Who could be against defining a nation’s success by its level of happiness? Much more feel-good than grubby old GDP, especially in times when there’s less of the P to go around. This is what President Sarkozy of France is now urging, after taking delivery of a report by two Nobel Prize-winning economists, Joseph Stiglitz and Amartya Sen.
But the auguries are not good. The country that famously already runs on these lines, Bhutan, is far from happy. In fact, as this report in the Independent shows, it has recently been suffering a spate of suicides.
The more obvious objection, however, is just how woolly Gross National Happiness is as a measure. Who decides what counts as happiness, and what happens when one person’s pleasure causes another’s pain? This applies in numerous ways to religion. Just the other night I was watching Sepet, a film by the much-missed Malaysian film director Yasmin Ahmad, in which Orked, the Malay female lead, meets her Chinese boyfriend in a cafe. As she passes the chef chopping up crispy pork, poor Orked looks as if she’s been stung by a wasp. She’s a Muslim, he’s Taoist. An essential pleasure for him is anathema to her.

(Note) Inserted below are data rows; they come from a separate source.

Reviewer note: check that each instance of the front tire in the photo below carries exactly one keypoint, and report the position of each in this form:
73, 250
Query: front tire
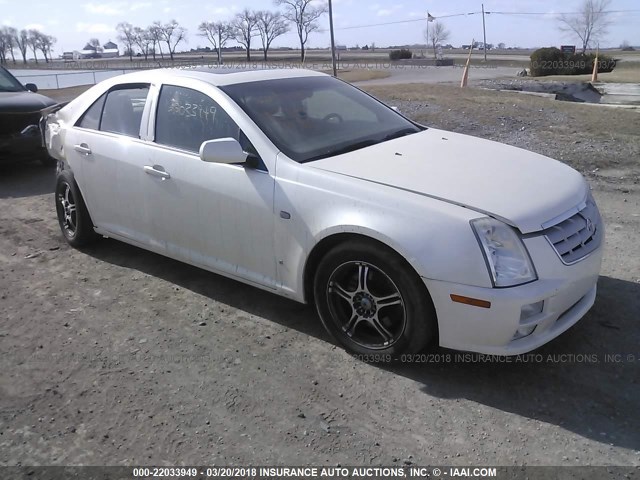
73, 217
372, 301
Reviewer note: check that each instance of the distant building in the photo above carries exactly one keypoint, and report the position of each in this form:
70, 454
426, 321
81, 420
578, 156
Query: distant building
110, 50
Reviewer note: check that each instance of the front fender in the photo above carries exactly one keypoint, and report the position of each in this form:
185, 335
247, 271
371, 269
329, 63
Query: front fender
434, 237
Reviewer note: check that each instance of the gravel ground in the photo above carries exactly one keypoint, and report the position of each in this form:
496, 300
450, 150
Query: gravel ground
117, 356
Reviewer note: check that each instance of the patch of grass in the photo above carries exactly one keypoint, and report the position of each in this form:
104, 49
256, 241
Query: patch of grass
361, 75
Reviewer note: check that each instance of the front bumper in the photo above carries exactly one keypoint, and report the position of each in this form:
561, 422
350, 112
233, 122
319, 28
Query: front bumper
568, 292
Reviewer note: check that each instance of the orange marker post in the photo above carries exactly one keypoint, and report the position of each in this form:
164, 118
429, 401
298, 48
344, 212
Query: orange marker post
465, 74
594, 75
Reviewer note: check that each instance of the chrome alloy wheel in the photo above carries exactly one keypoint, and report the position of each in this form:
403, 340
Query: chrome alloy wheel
366, 304
67, 212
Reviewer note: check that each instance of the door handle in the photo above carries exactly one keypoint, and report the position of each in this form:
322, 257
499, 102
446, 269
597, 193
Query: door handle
156, 172
82, 148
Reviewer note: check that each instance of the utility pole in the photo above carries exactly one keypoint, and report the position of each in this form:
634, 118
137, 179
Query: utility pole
333, 43
484, 32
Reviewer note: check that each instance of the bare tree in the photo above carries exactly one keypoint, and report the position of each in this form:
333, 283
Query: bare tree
142, 40
217, 33
45, 42
22, 41
589, 24
3, 47
172, 34
435, 35
34, 42
270, 25
244, 28
6, 44
155, 34
305, 17
9, 34
127, 35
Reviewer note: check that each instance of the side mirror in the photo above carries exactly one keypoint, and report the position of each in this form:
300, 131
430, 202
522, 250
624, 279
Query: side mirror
222, 150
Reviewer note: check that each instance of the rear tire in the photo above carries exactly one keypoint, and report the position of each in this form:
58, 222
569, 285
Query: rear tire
73, 217
373, 302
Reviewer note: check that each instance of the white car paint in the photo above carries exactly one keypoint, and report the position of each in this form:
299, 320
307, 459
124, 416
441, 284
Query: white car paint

More generally, any kind of felicific calculus, as Jeremy Bentham titled his formula for quantifying pain and pleasure, is going to have problems recognising the value of actions and experiences relating to religion or, for that matter, attacks on religion.
Much as utilitarianism appeals, I’ve found it difficult to take these attempts to weave it into governmental programmes seriously since going to a talk that our own “happiness tsar”, Richard Layard, gave at the Palace of Westminster. When I raised the question of how elitism and higher pleasures fitted in with his theories, he gave me a very cold look. Enough said. Any attempt to enliven the “dismal science”, as Carlyle called economics, is to be welcomed. But discussions of happiness all too often start off vague and swiftly head towards vacuity.
Let’s see how much we hear about Sarkozy’s grand new plan a few months down the line.